Structural analysis of organic powders and microcrystals with synchrotron radiation.

 

J.Maixner, M.Hušák

 

Institute of Chemical Technology Prague, Technická 5, 166 28 Prague, Czech Republic

maixnerj@vscht.cz, husakm@vscht.cz

 

Molecular and crystal structure determination used to be connected with 3D analysis of reciprocal space of suitably perfect and large enough single crystals (average size of 0.500 mm and volume of 0.1mm3). The difficulties to grow such single crystals mainly due to the time consuming partly trial crystallization procedures are cause that directs the structure analysis of organic compounds to use of either very small single crystals (microcrystals with avarage size of 0.050 mm and volume of 0.0001 mm3 up to submicrocrystals with size of a powder like crystallite with size of 1 mm and volume of 1mm3) or to use polycrystalline materials - powders when suitable single micro- or submicrocrystals are not available. Both approaches need to use high flux of primary beam and ab initio structure solution from powders furthermore high resolution to separate the number of severely overlapping reflections due to a compression of a reciprocal space into one dimension. These requirements can be achieved by exploitation of synchrotron radiation.

Ab initio structure determination from microcrystals and powder diffraction data is currently of great interest in crystallography and materials science. A number of crystal structures have been solved using either solution in reciprocal space (single crystal direct methods modified to use powder diffraction data for phasing - Altomare et al., 2004) or  so-called direct-space methods as new approaches for structure solution using the Monte Carlo method, the simulated annealing method or the genetic algorithm. The later methods directly fit a calculated diffraction pattern to the observed pattern, and thus they do not require the pattern decomposition process for extracting integrated intensities. To solve structures having a large number of unknown parameters is, however, practically impossible without utilizing data other than those of diffraction intensities and a rigid-body or flexible rigid-body approximation is introduced to reduce the number of variables.

 The lecture will give some information about handling micro crystals, filling capillaries to avoid texture formation, indexing powder data as the bottleneck of ab initio structure solution (CRYSFIRE-Shirley, 1999), application of the simulated annealing (FOX – Favre-Nicolin,V. and Černý R., 2002) and Rietveld refinement (GSAS - Von Dreele 2000, EXPGUI – B.H. Toby ). 
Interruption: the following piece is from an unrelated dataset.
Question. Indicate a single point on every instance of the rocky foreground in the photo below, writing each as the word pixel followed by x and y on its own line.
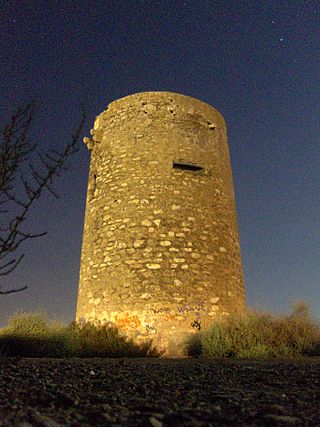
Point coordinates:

We will present the structure solution of metergoline form II  (solution form powder  data with preferred orientation and from micro crystal) and  the results of the temperature behavior of simvastatin in the range from 150K up to 295K giving  2 new polymorphic forms solved from synchrotron powder data.

 

  1. Altomare,A., Caliandro,R., Camalli,M., Cuocci,C., Giacovazzo, C., Moliterni, A.G. G., and Rizzi, R.(2004c). “Automatic structure determination from powder data with EXPO2004,”J. Appl. Crystallogr. 37, 1025–1028.
  2. Shirley, R. (1999). http://www.ccp14.ac.uk/tutorial/crys/program/crysfire.htm
  3. Favre-Nicolin, V. and Černý, R. (2002). “FOX, ‘Free Objects for Crystallography:’ A mo-dular approach to ab initio structure determination from powder diffraction,” J. Appl. Crystallogr. 35, 734–743.
  4. A.C. Larson, R.B. Van Dreele, “General Structure Analysis System (GSAS, Los Alamos National Laboratoy Report LAUR 86-748 (2000).
  5. B.H. Toby, “EXPGUI, a graphical user interface for GSAS“, J.Appl.Crys.34, 210-21 (2001).